Paylaş
TAKVİMLERİN özel günlerle doldurulmaya çalışılmasını çok sevmem. Bunda biraz yapaylık bulurum. Biraz da zorlama. Öte yandan her yenilik bir düşünceyle, bir itmeyle başlar. Bunu da kabul ederim. Evrim dediğimiz olgu biraz da böyle gelişiyor.
Kendi hesabıma gelince...
Bu konuda tutucu bir yanım olduğunu, modaya uyarak, itiraf edeyim. Alışılageldik bayramları, seyranları kabullenirim de, yeni icat olanları hep kuşkuyla karşılarım. Hele samimiyetsiz bulduklarımı, sırf ticaret olsun diye gündeme getirilenlerden pek hoşlanmam.
Türk Girişimi
Pazar günü gazeteleri okurken böyle yeni bir günle tanıştım. Yeni tanışımın adı, 'Dünya Şiir Günü'. Tanıştıran ise sevgili Yılmaz Karakoyunlu oldu.
UNESCO 21 Mart tarihini 'Dünya Şiir Günü' ilan etmiş. Bunu da bir Türk şairi, Tarık Günersel’in girişimi üzerine yapmış. Aracılığı Türk PEN Kulübü üstlenmiş.

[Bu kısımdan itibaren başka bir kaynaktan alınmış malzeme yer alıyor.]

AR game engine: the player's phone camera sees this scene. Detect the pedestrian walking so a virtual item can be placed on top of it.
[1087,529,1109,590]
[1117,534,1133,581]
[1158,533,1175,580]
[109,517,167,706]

Sanatın hemen her dalıyla yakından ilgili olan Yılmaz Karakoyunlu, bugün Ankara ve İstanbul’da sanatçıların katılımıyla bu özel günün kutlanacağını müjdeliyor yazısında. 'İstanbul’da Arkadaş Kültür Evi’nde şairlerimiz bir araya gelecek ve şiirlerinden örnekler sunacaklar' diyor.
Bize Yakışır
Doğrusu 'Dünya Şiir Günü' gibi bir uluslararası etkinliğe bizim şairlerimizin ön ayak olmasına şaşırmadım. Şiir bizim iklimimizde rahat boy atar. Tarih boyunca hep öyle olmuş. Şairler önemsenmiş bizde. Bazen ikbal görmüşler. Bazen de kanlarıyla sulamışlar şiir ağacını. Ama her zaman toplumun zarafeti şairin kalemiyle şiirin aynasında yansıtılmış.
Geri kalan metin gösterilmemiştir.